Multi-Language (Coding): 0/1 Knapsack Test

The dynamic programming solution to the 0/1 knapsack problem involves breaking down the problem into smaller subproblems and solving them in a bottom-up manner. We can construct a table to store the solutions to the subproblems, with rows representing the items and columns representing the remaining capacity of the knapsack. The entry in the ith row and jth column of the table represents the maximum value that can be obtained by choosing items from the first i items, subject to the constraint that the total weight of the chosen items does not exceed j.

To fill up the table, we iterate over each item and each possible remaining capacity of the knapsack. If the weight of the current item is less than or equal to the remaining capacity of the knapsack, we have two choices: we can either take the item, in which case the value of the item is added to the maximum value that can be obtained by choosing items from the first i-1 items with a total weight of j - weight[i-1], or we can choose not to take the item, in which case the maximum value that can be obtained is the same as the maximum value that can be obtained by choosing items from the first i-1 items with a total weight of j. We take the maximum of these two choices and store it in the table at the ith row and jth column.

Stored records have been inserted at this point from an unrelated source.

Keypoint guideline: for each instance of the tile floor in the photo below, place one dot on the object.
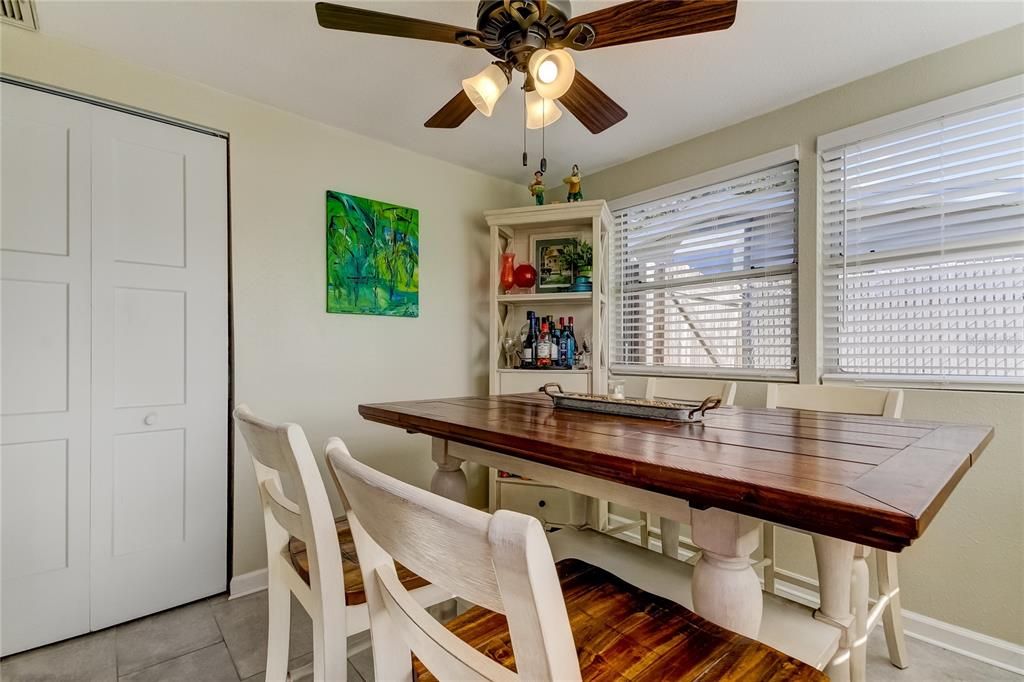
(219, 640)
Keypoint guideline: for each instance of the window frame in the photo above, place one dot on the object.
(714, 176)
(891, 123)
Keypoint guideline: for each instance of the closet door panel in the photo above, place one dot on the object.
(44, 361)
(160, 367)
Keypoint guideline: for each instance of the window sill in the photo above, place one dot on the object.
(927, 383)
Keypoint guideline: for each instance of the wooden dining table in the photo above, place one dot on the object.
(852, 481)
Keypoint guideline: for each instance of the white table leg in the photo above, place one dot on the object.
(726, 590)
(450, 480)
(835, 559)
(670, 537)
(858, 597)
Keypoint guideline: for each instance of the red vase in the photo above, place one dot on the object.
(508, 271)
(525, 275)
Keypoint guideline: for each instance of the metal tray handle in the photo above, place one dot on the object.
(709, 403)
(549, 387)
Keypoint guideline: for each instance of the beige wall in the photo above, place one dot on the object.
(969, 567)
(292, 360)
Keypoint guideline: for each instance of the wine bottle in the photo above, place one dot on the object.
(563, 344)
(556, 338)
(569, 345)
(544, 346)
(529, 343)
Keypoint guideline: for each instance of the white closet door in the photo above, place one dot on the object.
(159, 367)
(44, 368)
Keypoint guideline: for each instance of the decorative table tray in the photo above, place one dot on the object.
(673, 411)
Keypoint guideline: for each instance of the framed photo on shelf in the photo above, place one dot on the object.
(547, 249)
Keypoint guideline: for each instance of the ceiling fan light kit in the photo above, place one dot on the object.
(541, 112)
(534, 37)
(552, 72)
(484, 88)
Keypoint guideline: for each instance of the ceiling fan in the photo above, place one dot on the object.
(534, 37)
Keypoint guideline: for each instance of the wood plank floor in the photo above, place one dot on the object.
(227, 641)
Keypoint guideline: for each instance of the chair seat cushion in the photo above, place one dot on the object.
(349, 565)
(624, 633)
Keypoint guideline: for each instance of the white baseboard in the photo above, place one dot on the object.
(972, 644)
(254, 581)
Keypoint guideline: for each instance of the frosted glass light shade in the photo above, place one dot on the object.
(541, 112)
(553, 72)
(484, 88)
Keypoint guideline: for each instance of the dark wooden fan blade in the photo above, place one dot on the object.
(453, 114)
(366, 20)
(651, 19)
(588, 102)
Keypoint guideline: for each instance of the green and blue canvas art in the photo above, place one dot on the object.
(373, 257)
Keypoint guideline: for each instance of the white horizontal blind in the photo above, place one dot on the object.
(704, 282)
(924, 250)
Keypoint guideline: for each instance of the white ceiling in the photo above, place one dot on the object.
(777, 52)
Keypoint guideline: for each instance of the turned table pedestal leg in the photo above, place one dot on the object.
(726, 590)
(835, 559)
(858, 597)
(450, 480)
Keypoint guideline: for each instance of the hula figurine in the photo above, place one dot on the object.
(537, 187)
(574, 183)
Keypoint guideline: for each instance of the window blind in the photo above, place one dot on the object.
(924, 249)
(704, 282)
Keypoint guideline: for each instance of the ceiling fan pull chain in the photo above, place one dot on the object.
(544, 151)
(524, 159)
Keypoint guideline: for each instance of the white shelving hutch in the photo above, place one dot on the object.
(512, 229)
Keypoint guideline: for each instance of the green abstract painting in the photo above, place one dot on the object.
(373, 257)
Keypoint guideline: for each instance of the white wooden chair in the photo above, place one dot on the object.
(673, 388)
(851, 400)
(304, 527)
(503, 563)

If the weight of the current item is greater than the remaining capacity of the knapsack, we can't take the item, and the maximum value that can be obtained is the same as the maximum value that can be obtained by choosing items from the first i-1 items with a total weight of j.

Once we have filled up the table, the entry in the last row and last column of the table represents the maximum value that can be obtained by choosing items from all the items with a total weight not exceeding the capacity of the knapsack.